Further, by arranging the siege heater in the far-infrared radiation direction and arranging the inside of the far-infrared radiation tube, far-infrared radiation can be radiated more efficiently in a desired direction.

In addition, if the siege heater is installed in the lower half of the far-infrared radiation tube, the bottom surface can be heated more strongly when used in a sauna or heating, so that the temperature of the lower part of the room can be increased without relatively increasing the air temperature in the upper part of the room. Since the temperature can be increased, the temperature difference between the sauna room and the room to be heated can be reduced to provide a more comfortable environment and save energy.

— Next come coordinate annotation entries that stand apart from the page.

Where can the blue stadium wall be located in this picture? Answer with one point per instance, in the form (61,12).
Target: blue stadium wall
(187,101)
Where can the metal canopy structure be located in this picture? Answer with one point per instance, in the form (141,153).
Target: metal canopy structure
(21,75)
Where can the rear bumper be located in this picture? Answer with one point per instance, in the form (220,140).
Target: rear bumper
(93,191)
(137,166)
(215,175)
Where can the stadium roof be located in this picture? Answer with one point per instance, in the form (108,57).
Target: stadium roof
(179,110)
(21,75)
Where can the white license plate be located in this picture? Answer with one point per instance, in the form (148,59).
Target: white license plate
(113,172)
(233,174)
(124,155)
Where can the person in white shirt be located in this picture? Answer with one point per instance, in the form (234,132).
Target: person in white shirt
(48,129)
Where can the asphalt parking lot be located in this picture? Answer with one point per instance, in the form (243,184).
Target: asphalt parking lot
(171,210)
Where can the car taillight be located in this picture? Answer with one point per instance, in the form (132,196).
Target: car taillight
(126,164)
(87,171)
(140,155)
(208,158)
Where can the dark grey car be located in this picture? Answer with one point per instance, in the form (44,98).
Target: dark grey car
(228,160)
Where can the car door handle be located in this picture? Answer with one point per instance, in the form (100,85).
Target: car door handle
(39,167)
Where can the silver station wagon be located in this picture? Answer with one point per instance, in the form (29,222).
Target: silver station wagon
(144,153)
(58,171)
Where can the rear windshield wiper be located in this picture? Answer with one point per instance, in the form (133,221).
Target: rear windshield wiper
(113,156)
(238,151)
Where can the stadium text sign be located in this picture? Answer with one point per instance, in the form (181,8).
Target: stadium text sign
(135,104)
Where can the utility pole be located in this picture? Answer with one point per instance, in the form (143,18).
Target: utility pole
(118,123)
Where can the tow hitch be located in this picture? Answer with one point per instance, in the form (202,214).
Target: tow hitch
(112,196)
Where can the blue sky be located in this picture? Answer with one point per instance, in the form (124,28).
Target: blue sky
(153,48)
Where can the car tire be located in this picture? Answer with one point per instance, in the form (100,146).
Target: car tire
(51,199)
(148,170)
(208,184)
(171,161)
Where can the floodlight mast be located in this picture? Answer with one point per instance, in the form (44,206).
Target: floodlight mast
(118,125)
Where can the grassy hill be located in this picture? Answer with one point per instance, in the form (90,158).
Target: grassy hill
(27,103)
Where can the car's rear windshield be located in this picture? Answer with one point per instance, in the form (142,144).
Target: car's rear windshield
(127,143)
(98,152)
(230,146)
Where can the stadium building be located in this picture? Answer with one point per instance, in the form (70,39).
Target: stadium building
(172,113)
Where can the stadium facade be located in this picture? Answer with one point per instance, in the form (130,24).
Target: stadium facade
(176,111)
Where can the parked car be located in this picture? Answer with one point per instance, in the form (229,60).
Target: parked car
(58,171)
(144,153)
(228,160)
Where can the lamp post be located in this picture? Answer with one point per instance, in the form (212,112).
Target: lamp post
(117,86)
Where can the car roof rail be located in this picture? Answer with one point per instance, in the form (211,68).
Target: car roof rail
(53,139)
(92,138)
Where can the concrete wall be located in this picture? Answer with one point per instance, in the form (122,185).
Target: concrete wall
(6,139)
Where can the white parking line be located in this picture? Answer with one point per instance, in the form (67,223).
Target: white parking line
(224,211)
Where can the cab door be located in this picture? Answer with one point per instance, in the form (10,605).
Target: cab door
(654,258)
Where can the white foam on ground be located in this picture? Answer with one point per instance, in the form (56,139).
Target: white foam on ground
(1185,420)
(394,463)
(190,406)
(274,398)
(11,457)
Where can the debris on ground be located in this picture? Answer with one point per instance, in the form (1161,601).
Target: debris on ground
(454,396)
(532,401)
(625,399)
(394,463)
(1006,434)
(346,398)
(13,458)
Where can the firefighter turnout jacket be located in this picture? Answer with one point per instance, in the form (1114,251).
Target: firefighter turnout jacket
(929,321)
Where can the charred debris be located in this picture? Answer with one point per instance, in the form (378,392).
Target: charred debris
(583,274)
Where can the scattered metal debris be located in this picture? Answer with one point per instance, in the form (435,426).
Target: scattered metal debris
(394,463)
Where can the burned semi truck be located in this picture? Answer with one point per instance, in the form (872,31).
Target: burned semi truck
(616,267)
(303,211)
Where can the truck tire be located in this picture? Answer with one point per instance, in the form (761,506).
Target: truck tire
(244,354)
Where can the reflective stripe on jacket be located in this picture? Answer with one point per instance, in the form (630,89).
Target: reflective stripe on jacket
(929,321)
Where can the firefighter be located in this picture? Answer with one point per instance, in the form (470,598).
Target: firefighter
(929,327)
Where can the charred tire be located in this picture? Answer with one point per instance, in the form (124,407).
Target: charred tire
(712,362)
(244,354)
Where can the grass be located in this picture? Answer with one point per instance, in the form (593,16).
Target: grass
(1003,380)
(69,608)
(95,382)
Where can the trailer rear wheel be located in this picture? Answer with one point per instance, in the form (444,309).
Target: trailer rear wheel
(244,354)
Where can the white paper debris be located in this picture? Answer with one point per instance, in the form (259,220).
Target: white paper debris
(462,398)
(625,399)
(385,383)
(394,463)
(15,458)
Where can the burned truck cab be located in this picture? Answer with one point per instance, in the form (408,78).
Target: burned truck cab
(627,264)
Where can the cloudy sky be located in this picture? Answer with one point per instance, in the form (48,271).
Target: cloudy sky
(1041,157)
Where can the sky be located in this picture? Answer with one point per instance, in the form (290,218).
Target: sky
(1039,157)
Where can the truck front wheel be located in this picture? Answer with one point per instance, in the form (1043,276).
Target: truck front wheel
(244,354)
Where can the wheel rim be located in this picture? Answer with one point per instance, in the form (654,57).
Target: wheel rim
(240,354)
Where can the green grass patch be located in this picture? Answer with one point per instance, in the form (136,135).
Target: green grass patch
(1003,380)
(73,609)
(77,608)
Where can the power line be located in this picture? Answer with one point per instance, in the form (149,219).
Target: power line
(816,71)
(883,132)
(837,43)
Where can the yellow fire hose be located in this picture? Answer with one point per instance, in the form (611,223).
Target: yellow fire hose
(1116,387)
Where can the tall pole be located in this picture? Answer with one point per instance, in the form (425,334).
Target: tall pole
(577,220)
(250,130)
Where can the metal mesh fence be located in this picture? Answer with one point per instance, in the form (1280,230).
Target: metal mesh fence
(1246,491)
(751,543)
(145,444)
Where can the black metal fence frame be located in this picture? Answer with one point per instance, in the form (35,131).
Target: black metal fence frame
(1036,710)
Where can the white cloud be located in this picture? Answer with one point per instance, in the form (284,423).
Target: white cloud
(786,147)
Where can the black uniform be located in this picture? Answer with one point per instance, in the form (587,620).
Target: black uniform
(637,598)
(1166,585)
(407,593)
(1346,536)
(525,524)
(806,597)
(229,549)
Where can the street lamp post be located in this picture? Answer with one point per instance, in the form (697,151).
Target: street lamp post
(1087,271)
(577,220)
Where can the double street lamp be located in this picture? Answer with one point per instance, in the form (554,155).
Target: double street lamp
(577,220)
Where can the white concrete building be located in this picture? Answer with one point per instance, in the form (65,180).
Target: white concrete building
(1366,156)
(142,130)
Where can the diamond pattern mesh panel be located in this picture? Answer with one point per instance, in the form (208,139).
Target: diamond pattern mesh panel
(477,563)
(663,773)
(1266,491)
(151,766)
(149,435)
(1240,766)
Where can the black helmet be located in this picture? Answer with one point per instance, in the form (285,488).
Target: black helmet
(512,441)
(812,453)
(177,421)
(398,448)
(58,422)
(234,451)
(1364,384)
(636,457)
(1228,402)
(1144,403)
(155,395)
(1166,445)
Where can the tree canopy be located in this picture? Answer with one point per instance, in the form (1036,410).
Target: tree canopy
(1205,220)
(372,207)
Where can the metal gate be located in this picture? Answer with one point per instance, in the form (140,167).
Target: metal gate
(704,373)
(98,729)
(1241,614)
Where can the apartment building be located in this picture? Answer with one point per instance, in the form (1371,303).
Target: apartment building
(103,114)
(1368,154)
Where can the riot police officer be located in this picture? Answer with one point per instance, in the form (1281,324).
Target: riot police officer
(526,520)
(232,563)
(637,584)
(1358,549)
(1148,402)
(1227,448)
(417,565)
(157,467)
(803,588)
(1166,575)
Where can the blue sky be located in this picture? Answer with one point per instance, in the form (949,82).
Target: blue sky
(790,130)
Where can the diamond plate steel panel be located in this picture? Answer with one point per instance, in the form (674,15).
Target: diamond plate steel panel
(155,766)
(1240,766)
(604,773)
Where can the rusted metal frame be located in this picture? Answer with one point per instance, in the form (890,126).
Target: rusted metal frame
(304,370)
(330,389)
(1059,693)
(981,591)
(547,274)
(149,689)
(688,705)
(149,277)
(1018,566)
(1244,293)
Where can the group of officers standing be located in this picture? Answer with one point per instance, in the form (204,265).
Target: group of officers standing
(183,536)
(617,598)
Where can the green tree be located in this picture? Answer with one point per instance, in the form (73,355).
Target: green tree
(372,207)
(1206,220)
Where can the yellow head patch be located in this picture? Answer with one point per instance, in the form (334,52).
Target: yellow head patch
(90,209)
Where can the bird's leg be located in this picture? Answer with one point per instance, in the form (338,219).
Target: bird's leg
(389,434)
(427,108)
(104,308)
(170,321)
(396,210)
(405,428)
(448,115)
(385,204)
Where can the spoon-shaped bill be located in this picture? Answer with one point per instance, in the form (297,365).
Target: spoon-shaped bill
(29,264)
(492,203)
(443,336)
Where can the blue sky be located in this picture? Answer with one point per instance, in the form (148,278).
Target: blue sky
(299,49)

In addition, the far-infrared radiant heat heater according to the present invention can be widely used in various fields, such as far-infrared radiation heaters, far-infrared radiation sauna heaters, far-infrared radiation heaters for coating or printing dryers, far-infrared radiation heaters for drying various processed foods, and the like. .

Claims (8)

A far-infrared radiation tube 4 formed by providing a coating layer of a material having a high far-infrared emissivity on the outer surface of the metal tube, and formed inside the far-infrared radiation tube 4 and spaced apart from the inner wall surface of the far-infrared radiation tube 4, The heat radiating area of the far-infrared radiation tube 4 includes a heat generator 3 that generates heat, and the outer surface temperature of the far-infrared radiation tube 4 is 150 when a predetermined electric power is supplied to the heater 3. Far infrared radiation electrothermal heater, characterized in that selected to be -350 ℃. The far-infrared radiant heat heater according to claim 1, wherein the heat dissipation area of said far-infrared radiation tube (4) is four times or more and 30 times or less of the heat dissipation area of said heater (3). 3. The far-infrared radiant heat heater according to claim 2, wherein the heat dissipation area of said far-infrared radiation tube (4) is 5 times or more and 10 times or less of the heat dissipation area of said heater (3). The far-infrared radiant heat heater according to any one of claims 1 to 3, wherein at least one end of the metal tube constituting the far-infrared radiation tube (4) is closed. The far-infrared radiant heat heater according to claim 1, wherein the metal tube constituting the far-infrared radiation tube (4) is a stainless steel round tube having a thin thickness. 2. The far-infrared radiant heat heater according to claim 1, wherein the heater (3) accommodated in said far-infrared radiation tube (4) is provided eccentrically at a predetermined distance in a direction to radiate far infrared rays from a central axis of the metal tube. 2. The far-infrared radiant heat heater according to claim 1, wherein said far-infrared radiation tube (4) further includes a reflecting plate (5) having a high far-infrared reflectance at a rear portion thereof. 2. The far-infrared radiant heat heater according to claim 1, wherein said far-infrared radiating tube (4) further comprises a far-infrared radiating plate (6) coated with a material having high far-infrared absorbing power on a rear portion thereof.